To answer this question, we need to go way back. Molecular gastronomy in its purest form is the science of understanding the transformations that happen during the cooking process. As far back as 3000 BC, Chinese and Egyptian chefs have been salting and pickling their meats, fish and produce, thereby altering their chemical make up, to increase the ‘shelf-life’ of their products. What about emulsifying a dressing using mustard or egg yolks? Yup, also molecular gastronomy. The greatest culinary revelation of late is actually a very simple concept, slow cooking. Sous vide, the backbone of modern cuisine, is essentially slow cooking in a temperature-controlled environment.

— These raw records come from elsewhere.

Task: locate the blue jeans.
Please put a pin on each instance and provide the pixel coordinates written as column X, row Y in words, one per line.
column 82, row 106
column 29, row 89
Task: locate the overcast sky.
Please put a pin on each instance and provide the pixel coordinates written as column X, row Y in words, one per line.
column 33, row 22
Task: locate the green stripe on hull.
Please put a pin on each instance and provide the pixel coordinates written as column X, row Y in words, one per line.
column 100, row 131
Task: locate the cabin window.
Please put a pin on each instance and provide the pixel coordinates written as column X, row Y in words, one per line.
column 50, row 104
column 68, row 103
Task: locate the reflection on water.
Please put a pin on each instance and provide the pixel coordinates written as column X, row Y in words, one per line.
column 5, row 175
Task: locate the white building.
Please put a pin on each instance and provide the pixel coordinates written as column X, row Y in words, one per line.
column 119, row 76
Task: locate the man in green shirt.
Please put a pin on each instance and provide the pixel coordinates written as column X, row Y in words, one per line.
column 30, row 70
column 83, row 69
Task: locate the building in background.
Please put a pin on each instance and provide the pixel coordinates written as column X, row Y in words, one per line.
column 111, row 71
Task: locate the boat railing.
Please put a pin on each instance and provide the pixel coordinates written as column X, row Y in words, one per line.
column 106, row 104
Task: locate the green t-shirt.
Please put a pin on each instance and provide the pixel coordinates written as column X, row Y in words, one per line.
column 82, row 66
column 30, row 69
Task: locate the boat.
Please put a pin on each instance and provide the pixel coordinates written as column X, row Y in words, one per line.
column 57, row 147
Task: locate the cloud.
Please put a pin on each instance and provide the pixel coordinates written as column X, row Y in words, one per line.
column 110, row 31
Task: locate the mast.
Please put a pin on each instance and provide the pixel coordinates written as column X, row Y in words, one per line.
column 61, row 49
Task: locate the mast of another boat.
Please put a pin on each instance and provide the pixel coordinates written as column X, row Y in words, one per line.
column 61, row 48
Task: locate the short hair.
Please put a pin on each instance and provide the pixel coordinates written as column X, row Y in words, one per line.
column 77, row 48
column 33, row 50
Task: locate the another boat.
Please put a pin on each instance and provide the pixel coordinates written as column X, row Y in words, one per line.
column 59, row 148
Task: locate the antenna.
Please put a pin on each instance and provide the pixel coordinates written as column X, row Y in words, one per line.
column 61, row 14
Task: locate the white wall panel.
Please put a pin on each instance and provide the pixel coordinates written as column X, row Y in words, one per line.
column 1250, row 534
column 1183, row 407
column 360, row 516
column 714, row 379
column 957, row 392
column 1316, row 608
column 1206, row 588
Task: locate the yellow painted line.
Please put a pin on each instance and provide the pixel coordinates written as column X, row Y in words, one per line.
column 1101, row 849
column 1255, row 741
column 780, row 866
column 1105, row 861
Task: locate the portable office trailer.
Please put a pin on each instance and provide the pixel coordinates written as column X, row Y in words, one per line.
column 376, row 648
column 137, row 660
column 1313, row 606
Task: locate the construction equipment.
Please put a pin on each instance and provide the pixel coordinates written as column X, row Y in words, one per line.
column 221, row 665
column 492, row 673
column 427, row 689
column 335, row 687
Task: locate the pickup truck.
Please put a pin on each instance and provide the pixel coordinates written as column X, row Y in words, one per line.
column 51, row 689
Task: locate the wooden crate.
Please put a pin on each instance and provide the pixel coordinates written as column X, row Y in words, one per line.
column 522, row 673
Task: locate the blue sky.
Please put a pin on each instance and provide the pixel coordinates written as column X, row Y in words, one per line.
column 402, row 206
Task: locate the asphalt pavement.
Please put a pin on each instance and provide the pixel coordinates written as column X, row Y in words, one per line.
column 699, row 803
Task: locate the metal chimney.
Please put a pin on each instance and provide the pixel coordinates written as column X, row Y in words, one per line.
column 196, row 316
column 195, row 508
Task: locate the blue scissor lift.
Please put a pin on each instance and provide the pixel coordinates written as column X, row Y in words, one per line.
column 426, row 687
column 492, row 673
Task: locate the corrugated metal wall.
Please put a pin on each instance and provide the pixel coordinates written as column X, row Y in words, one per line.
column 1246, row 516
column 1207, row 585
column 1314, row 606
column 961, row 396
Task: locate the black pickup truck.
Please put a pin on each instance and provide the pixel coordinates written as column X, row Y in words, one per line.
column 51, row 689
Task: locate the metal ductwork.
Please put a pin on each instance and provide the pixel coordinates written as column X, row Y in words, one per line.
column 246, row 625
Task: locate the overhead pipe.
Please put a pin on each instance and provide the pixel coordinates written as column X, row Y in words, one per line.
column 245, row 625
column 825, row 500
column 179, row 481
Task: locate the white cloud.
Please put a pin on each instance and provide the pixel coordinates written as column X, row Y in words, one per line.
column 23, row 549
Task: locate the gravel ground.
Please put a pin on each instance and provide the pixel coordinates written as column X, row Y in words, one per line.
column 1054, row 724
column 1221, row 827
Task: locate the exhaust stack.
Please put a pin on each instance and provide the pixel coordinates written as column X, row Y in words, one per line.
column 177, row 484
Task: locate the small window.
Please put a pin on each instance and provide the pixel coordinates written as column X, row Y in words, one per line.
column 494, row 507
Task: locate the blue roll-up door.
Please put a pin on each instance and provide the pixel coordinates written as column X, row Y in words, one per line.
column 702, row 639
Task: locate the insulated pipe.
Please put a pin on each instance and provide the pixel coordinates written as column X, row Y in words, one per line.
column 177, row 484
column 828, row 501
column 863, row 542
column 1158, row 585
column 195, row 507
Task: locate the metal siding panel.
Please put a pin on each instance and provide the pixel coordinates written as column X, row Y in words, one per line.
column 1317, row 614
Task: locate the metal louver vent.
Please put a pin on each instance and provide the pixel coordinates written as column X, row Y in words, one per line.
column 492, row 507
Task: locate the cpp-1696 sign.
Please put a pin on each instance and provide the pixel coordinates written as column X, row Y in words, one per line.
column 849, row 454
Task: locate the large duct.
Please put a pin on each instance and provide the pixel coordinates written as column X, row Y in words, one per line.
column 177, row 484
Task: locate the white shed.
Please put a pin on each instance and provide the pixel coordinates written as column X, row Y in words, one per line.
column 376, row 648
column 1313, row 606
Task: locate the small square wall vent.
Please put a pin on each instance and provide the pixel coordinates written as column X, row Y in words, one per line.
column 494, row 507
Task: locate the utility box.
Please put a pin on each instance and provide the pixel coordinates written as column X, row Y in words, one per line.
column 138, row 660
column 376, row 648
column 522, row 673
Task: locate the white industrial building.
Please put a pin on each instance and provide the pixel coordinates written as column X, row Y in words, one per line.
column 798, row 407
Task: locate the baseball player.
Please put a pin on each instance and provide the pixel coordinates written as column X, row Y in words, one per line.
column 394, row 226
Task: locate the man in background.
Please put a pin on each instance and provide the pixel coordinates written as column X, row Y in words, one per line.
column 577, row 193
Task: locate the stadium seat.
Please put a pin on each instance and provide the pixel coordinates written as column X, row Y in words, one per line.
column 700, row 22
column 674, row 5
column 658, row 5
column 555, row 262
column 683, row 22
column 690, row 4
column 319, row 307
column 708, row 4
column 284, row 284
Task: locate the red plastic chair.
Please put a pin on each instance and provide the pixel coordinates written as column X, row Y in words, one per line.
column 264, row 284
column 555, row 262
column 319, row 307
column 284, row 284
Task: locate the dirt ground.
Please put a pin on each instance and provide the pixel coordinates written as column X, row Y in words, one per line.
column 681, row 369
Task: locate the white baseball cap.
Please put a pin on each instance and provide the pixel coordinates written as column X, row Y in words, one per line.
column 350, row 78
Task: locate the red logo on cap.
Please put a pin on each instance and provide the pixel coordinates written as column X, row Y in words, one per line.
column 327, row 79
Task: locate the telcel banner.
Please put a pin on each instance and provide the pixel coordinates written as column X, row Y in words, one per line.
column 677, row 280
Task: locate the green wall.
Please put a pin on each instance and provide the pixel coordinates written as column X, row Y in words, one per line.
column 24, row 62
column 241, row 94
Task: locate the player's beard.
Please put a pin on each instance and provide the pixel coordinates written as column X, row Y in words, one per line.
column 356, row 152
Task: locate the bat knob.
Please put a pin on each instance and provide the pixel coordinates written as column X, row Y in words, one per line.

In its less pure forms, however, molecular gastronomy is the home to ingredients with names like xanthan gum and agar agar. Does the use of such unorthodox ingredients and practices equate this avant-garde movement to processed foods? This depends what we mean by processed foods. If processed food refers simply to the alteration of food, then yes, molecular gastronomy is processed food. If processed food refers to highly processed so called ‘junk food’, then the answer is no. While the ingredients used in molecular gastronomy may have strange names, they are largely derived from plants and animals. Xanthan gum, a staple thickener, is derived from corn and wheat. Agar agar is a natural vegetable gelatin counterpart. While the ‘processed food’ industries often add large amounts of trans fat, sugars and salt to reduce costs and increase shelf life, molecular gastronomy adds ingredients to emulsify, substitute or dehydrate.
While molecular gastronomy is not for everyone, it can be made in a healthier way than much of the ‘processed food’ of our world. Whether this counts as healthy to you is only something you can answer!